A federal court July 16 threw out Federal Motor Carrier Safety Administration rules extending the amount of time commercial truckers can drive between breaks, mostly because the changes did not consider driver health.
"We agree with the petitioners that the rule is arbitrary and capricious because the agency failed to consider the impact of the rules on the health of drivers . Because the agency has wholly failed to comply with this specific statutory requirement, this single objection from petitioners is sufficient to establish an arbitrary and capricious decision requiring (that the rule be vacated)," the court ruled.
The court was acting on a suit spearheaded by Public Citizen, Parents Against Tired Truckers (PATT) and Citizens for Reliable and Safe Highways (CRASH).
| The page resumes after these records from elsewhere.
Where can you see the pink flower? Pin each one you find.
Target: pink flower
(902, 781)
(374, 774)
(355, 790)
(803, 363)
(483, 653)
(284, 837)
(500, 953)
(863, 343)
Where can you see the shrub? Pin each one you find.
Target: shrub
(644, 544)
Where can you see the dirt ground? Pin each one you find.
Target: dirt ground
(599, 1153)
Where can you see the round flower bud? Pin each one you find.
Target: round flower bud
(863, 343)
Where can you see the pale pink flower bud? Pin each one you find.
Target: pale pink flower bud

Citing federal law, the court said FMCSA is required to ensure the operation of commercial motor vehicles does not have a harmful effect on the physical condition of the operators.
However, "the FMCSA points to nothing in the agency's extensive deliberations establishing that it considered the statutorily mandated factor of drivers' health in the slightest," the court said.
The court added: "It is one thing to consider whether an overworked driver is likely to drive less safely and therefore cause accidents. Whether overwork and sleep deprivation have deleterious effects on the physical health of the driver is quite another."
Meanwhile, FMCSA is due to issue a statement clarifying whether drivers should now operate under the old or new rules. Land Line will provide guidance as soon as the agency issues its statement.